Fique de olho e participe das atividades de extensão do PPGD/UFSC. Elas já se encontram em desenvolvimento!
|
Linha de Pesquisa |
Projeto Coletivo |
Ação de Extensão |
|
Projeto Coletivo 3.1: Diálogos Contemporâneos com a Filosofia, a Sociologia e a Economia: Relações Raciais, Gênero, Sexualidades, Decolonialidade e Direito. Docentes: Clarindo Epaminondas de Sá Neto (M/D); Jeanine Nicolazzi Philippi (M/D); Luana Renostro Heinen (M/D).
|
Objeto: Atuação prática na advocacia de interesse público e na assessoria jurídica popular, com enfoque em litígios estratégicos, demandas coletivas e na defesa de direitos fundamentais de grupos em situação de vulnerabilidade. Desenvolvimento de habilidades técnicas, éticas e políticas necessárias para a atuação jurídica comprometida com a transformação social. Projeto de Extensão integrado entre NPJ e PPGD e vinculado ao Programa de Extensão Democracia em Direitos Humanos do CCJ, objetiva-se com ele aproximar o Núcleo de Práticas Jurídicas e o Programa de Pós-graduação em Direito à comunidade externa da cidade de Florianópolis e, paulatinamente, à comunidade civil da Grande Florianópolis, do Estado e do País, no sentido de promover entre o grupo escolar (discentes, docentes e funcionários), com o intermédio de acadêmicos, acadêmicas e docentes do Centro de Ciências Jurídicas, um debate crítico sobre Direitos da Pessoa Humana, notadamente no que se refere à construção de uma cultura de paz individual e coletiva, cujo horizonte de permanente reconfiguração se vê afetado pela velocidade com que notícias e informações circulam no complexo internético, bem como pela quase instantaneidade da conectividade da internet.
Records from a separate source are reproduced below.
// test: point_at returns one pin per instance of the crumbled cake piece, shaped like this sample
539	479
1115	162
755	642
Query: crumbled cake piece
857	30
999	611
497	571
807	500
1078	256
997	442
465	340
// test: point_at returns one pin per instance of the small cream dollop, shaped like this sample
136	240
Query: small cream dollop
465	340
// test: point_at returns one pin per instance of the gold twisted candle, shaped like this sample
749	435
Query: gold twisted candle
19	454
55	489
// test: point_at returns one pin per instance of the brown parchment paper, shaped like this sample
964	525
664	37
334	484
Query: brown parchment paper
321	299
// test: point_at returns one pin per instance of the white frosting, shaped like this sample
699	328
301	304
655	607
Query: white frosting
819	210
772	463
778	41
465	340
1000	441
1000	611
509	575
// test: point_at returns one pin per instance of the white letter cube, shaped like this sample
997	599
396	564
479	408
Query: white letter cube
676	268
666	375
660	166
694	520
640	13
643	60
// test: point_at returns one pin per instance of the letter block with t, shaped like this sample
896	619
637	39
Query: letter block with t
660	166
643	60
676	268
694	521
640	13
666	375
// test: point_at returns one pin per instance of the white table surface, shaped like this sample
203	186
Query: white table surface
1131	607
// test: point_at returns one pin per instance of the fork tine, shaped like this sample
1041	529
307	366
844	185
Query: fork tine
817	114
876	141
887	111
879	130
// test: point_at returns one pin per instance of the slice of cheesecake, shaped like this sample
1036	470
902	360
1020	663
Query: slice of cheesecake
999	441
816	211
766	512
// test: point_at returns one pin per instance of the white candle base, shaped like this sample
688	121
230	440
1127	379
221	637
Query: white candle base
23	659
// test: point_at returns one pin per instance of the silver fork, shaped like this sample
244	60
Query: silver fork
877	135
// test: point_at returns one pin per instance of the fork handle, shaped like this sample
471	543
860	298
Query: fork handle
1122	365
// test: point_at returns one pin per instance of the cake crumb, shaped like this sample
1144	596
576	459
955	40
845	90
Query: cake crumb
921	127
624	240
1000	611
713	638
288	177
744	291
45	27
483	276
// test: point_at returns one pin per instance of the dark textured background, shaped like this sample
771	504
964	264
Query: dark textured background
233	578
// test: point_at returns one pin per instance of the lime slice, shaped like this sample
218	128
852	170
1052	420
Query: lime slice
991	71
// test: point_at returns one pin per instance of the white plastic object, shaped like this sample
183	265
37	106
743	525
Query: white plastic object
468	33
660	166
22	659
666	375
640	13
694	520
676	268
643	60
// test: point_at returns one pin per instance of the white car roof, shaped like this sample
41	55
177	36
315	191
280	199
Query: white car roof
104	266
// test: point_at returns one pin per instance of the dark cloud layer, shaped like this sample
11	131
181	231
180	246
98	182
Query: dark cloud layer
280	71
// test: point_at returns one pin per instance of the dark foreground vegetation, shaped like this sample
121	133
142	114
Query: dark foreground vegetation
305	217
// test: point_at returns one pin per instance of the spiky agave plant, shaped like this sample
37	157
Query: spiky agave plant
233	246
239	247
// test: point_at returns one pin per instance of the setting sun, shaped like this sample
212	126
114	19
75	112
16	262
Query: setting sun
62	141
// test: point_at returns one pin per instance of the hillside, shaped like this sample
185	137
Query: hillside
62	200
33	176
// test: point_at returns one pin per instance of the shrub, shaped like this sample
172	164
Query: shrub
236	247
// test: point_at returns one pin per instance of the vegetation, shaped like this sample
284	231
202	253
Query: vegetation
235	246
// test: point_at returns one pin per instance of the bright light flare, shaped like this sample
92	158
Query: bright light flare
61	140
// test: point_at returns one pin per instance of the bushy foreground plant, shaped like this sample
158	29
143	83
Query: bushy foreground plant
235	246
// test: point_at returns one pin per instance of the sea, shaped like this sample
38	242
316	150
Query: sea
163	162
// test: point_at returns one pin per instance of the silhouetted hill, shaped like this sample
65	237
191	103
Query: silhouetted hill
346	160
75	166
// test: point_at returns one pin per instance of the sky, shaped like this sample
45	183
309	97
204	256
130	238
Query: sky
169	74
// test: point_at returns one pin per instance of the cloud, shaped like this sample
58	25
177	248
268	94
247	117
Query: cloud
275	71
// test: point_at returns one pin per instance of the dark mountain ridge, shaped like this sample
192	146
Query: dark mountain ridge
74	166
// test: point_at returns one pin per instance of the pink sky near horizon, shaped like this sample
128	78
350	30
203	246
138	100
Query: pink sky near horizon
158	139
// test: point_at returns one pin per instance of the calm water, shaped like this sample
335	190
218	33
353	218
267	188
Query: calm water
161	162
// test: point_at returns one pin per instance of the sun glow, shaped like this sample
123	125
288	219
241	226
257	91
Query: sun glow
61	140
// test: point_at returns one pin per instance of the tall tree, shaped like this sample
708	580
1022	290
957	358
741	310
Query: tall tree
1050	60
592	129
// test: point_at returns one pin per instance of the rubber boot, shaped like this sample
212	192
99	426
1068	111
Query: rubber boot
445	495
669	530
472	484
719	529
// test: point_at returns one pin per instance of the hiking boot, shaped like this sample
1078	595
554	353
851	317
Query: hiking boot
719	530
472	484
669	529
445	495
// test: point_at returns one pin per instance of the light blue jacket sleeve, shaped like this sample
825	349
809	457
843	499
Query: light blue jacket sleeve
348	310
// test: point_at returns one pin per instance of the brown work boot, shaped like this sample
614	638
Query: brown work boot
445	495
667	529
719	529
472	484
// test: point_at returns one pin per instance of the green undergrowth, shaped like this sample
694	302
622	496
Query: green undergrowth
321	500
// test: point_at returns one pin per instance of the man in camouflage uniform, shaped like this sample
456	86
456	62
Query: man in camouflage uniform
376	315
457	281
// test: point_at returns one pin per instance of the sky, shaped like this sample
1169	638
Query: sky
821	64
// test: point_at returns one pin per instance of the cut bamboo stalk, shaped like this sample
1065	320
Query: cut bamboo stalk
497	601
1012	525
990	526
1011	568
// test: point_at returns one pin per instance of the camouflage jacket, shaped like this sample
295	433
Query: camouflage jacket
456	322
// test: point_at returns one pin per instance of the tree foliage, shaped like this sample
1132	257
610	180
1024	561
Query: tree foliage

Também objetiva-se prestar assistência integral gratuita a todas as pessoas cujas identidades encontram-se transpassadas por marcadores sociais, a exemplo da raça, da classe social e da identidade de gênero. Atendimentos devem ser agendados diretamento no NPJ/UFSC, às segundas-feiras, ou através do e-mail: emaj.ccj@contato.ufsc.br Docente responsável pela equipe: Dr. Clarindo de Sá Equipe: Marília de Nardin Budó; Luana Renostro Heinen; Felipe da Costa de Lorenzi; Diego Nunes; Chiavelli Facenda Falavigno; Camila Damasceno de Andrade; Caetano Dias Correa; Arno Dal Ri Junior . OBS.: A partir de 2026 o projeto passou a atender demandas nacionais.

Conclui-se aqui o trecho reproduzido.